We hurriedly ordered a couple beers apiece while they were still on Happy Hour and spent the next while eyeing the front window, waiting for our third finally wander in.

For my money, the hardest question of the night is always "What the hell is our team name gonna be??" We waffle for almost literally the next 20 minutes and finally settle on Snape Kills Dumbledore on Page 596 (one of our better ones, tbh). And like clockwork, in walks Hershel right as we're turning in our registration. "Hey, sorry. Got caught up in a really exciting game of War."

And I about short-circuit at the unintentional oxymoron.

The "Game"

For those of you who've never been a child with a deck of cards before, War is a pasttime that basically looks like the following:

  • Split a deck across two players
  • Players blindly play the top card of their decks

    • Higher card takes both cards
  • If the cards match, then each discard two cards, then play a third. This is called a War.

    • This goes on until one is higher than the other, otherwise, repeat the War step
  • When a player runs out of cards to draw from, they shuffle their discards to create a new draw pile
  • Repeat, ad nauseum, until the game is over

And that's it. There's no strategy. No choice. You just go back and forth and back and forth until the game just sort of... ends.

The outcome of the game is decided as soon as you shuffle both decks and set them in front of the players. You could literally determine who wins from the outset, obviating the need to even go through the motions. It's a complete and total waste of time, especially when there's trivia to be played. Honestly, it wouldn't be that hard to build a simulator to do th-- Wait a minute.

And so I spent a good chunk of my free time over the next couple weeks pettily doing just that

The Data

I've mostly been doing ETLs and model devlopment in PySpark the past few months, so this felt like a good an excuse as any to practice some Object Oriented Design in pure Python.

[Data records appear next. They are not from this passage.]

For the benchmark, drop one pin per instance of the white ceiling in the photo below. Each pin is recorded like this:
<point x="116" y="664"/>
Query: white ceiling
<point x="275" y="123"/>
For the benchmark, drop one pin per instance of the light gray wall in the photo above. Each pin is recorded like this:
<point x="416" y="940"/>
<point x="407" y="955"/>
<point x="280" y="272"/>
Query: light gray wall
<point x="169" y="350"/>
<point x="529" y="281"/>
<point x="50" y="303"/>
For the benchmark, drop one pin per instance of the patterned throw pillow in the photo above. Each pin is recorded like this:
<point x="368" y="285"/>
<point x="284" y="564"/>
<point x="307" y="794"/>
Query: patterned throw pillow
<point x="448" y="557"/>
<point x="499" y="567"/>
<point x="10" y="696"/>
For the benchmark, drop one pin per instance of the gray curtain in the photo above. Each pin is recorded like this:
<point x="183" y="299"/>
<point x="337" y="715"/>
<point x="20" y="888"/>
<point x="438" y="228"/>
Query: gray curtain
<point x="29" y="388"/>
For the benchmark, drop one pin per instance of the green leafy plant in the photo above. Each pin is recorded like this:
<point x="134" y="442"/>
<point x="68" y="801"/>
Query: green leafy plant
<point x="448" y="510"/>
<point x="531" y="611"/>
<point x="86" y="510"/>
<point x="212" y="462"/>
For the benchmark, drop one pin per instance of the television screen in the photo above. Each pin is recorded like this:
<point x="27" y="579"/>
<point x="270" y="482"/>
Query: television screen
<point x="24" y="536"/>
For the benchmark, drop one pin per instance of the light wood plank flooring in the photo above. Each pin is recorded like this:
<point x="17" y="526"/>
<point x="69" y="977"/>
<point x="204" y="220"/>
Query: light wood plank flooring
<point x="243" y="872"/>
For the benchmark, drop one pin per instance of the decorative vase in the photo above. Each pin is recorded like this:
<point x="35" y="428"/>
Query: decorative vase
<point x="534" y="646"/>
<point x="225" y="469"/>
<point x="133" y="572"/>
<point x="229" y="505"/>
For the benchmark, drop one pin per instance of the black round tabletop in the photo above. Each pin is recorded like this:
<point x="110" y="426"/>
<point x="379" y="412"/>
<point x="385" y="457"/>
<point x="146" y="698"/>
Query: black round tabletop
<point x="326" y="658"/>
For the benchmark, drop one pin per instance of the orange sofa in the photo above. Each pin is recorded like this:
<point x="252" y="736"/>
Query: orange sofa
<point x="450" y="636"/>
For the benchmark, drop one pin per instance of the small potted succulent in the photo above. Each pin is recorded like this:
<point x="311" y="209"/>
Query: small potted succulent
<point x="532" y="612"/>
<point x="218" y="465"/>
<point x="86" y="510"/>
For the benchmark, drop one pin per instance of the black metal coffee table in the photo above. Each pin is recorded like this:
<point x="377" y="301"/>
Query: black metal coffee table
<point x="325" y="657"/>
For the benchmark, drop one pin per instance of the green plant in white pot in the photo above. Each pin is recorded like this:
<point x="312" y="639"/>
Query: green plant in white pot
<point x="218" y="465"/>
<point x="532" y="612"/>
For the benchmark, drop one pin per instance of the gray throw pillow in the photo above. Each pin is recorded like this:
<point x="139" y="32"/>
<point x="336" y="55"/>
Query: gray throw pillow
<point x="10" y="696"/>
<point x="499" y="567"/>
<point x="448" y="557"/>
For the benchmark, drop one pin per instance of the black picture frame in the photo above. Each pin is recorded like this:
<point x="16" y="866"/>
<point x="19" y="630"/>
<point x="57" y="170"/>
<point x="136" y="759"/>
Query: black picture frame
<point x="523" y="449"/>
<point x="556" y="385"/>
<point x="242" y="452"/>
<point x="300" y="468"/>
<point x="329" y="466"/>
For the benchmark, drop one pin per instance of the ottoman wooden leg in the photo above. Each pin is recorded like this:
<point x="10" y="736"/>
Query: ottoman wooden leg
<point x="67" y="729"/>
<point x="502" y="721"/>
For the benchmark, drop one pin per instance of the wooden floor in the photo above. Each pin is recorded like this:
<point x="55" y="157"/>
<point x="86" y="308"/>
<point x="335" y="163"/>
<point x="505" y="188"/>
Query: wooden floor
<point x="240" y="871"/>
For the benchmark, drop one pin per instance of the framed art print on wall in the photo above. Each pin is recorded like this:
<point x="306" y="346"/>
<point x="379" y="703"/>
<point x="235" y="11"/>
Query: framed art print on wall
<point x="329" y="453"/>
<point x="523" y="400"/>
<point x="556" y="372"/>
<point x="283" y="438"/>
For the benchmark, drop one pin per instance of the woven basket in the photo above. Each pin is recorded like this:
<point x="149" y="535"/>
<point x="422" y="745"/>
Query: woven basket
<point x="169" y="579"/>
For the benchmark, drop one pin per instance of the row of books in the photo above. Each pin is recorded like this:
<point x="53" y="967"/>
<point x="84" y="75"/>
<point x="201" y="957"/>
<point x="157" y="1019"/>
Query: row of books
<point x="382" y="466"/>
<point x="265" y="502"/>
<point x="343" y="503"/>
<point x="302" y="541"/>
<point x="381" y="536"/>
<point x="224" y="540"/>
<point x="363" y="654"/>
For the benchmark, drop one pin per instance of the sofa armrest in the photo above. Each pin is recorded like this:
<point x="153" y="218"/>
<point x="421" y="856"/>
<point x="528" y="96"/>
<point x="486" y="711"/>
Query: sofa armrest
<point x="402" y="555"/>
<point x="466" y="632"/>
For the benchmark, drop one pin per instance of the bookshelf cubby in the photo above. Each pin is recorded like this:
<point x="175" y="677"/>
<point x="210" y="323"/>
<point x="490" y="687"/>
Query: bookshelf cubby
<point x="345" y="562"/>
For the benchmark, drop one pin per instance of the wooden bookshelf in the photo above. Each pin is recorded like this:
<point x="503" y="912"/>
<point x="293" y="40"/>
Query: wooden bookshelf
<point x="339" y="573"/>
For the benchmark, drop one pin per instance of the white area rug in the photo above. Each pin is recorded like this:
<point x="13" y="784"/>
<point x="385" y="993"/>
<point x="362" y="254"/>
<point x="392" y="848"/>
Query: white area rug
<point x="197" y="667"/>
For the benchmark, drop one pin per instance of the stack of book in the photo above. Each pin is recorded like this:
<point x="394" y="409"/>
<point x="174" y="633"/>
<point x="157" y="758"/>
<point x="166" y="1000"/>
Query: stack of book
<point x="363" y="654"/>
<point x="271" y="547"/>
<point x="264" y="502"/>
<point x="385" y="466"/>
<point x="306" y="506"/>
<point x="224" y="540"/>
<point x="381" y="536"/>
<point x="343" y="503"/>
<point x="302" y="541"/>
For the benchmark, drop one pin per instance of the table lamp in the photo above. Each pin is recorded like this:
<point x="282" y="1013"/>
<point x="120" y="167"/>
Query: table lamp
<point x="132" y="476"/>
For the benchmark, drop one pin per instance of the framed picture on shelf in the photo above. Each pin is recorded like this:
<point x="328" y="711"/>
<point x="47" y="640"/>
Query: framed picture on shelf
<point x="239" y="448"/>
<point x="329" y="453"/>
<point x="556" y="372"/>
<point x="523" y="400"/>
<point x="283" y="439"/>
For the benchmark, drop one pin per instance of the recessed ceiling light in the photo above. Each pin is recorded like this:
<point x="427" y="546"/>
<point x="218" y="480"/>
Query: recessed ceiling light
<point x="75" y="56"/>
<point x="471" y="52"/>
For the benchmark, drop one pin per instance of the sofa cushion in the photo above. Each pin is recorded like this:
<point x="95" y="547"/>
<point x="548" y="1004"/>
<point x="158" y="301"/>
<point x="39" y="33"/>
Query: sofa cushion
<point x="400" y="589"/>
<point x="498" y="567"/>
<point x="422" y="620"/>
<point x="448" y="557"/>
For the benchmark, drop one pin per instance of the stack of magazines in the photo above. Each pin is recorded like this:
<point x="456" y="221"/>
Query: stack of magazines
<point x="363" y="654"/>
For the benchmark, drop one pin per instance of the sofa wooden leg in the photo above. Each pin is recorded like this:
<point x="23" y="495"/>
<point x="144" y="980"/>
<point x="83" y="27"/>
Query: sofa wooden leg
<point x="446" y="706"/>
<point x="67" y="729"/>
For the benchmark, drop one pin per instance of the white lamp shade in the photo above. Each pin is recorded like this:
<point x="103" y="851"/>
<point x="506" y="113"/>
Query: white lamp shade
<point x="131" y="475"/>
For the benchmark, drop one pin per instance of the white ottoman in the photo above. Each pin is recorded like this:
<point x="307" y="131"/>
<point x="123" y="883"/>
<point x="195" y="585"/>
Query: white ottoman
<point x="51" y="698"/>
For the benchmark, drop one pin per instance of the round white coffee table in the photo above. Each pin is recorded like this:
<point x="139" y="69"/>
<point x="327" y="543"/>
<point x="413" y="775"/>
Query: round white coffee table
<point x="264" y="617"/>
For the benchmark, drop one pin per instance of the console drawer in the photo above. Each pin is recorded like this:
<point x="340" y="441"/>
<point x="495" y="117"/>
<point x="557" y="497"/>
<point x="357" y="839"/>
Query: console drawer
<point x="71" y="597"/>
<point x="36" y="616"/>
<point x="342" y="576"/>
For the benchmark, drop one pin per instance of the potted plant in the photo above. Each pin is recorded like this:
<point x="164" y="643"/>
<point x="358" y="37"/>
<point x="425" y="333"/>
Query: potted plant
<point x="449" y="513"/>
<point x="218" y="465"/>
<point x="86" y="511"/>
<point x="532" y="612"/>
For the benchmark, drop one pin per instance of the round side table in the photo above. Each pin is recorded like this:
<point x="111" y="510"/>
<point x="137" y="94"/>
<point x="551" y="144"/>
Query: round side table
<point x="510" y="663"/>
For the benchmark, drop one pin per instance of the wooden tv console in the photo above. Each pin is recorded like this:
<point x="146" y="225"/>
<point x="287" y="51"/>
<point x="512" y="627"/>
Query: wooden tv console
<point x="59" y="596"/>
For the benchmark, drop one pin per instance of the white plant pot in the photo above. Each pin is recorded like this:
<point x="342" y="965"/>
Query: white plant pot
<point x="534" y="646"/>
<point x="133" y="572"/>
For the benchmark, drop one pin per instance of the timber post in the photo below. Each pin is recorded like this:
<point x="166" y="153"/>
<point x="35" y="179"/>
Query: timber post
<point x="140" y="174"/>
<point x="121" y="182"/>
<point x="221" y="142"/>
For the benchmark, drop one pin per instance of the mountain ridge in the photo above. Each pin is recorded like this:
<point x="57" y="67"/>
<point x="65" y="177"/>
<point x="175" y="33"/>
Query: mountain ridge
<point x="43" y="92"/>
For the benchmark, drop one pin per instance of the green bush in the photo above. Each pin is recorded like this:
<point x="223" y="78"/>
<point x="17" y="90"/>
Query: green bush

And that went well enough. Until I started hitting bugs and edge cases I hadn't considered. So if you're checking out the codebase, dive into war.Game.run_turn() at your own peril. Turns out neatly abstracting state and interdependencies gets tricky fast, haha

Ultimately, the workflow I built for this project meant firing off main.py in the project link above. In this file, I specified how many games I wanted to simulate and it would go through, run them, and saving the game state for every turn, until I had a whole mess of files called data0.txt, data1.txt, ...

Per Turn

Later, I load those text files into neat tables that look like the following (abbreviated to the first 10 turns of the first game, here).

In [2]:
whole_games = load_whole_games(1)

whole_games.head(10)
Out[2]:
num_a num_b num_aces_a num_aces_b num_kings_a num_kings_b wars game
0 26 26 2 2 1 3 0 0
1 27 25 2 2 1 3 0 0
2 28 24 2 2 1 3 1 0
3 32 20 2 2 2 2 0 0
4 31 21 2 2 2 2 0 0
5 32 20 2 2 2 2 0 0
6 31 21 2 2 2 2 0 0
7 30 22 2 2 2 2 0 0
8 29 23 2 2 2 2 0 0
9 30 22 2 2 2 2 0 0

Looking across the top, you'll see that the attributes I captured per turn were:

  • The number of cards that Player A and Player B have (deck and discard combined)
  • The number of aces and kings each player has (more on this later)
  • How many times the players went to War that turn
  • An index of which game I'm looking at

And if I load ten thousand of these files, it's a pretty big table

In [3]:
whole_games = load_whole_games(10000)

whole_games.shape
Out[3]:
(3183346, 8)

Of course, I ran ten times that amount for this post. Which just means that I've got almost a gigabyte of text files just taking up space on my computer.

Per Game

Additionally, I built a parser that will go through and grab the first and last rows of each game file. It uses this to look at starting and end conditions so it can summarize each game.

In [4]:
results = get_game_summaries()

len(results)
Out[4]:
100000

Data fields include:

  • Which game I'm looking at
  • How many aces and kings Player A started with (more on this later)
  • If Player A won the game
  • If Player A won the first round (both players exhausting their first 26 card stack)
In [5]:
results.head(25)
Out[5]:
game a_starting_aces a_starting_kings a_won a_won_first_round
0 0 2 1 True False
1 1 0 2 False False
2 10 2 3 True True
3 100 2 1 True True
4 1000 0 1 False False
5 10000 1 3 False False
6 10001 1 3 True False
7 10002 4 2 True True
8 10003 3 2 True False
9 10004 1 1 False False
10 10005 1 2 False False
11 10006 2 3 False True
12 10007 3 2 True True
13 10008 3 2 True True
14 10009 3 3 True True
15 1001 2 1 False True
16 10010 4 3 True True
17 10011 3 3 False True
18 10012 2 4 False True
19 10013 2 2 False True
20 10014 2 3 True True
21 10015 1 2 False False
22 10016 4 0 True True
23 10017 3 2 True True
24 10018 3 4 True False

The Art of War

As soon as I had a simulator cooked up that would correctly run and resolve games, I started sketching out visualizations that I'd want to make. From there, I had a good idea of what data I would want to capture during the simulations and doubled back into my code and wrote a bunch of logging methods.

Wins and Losses

If we marry the every-turn dataset to the every-game dataset, we can make neat plots that layer multiple games on top of one another.

In [6]:
games_and_results = whole_games.merge(results, on='game')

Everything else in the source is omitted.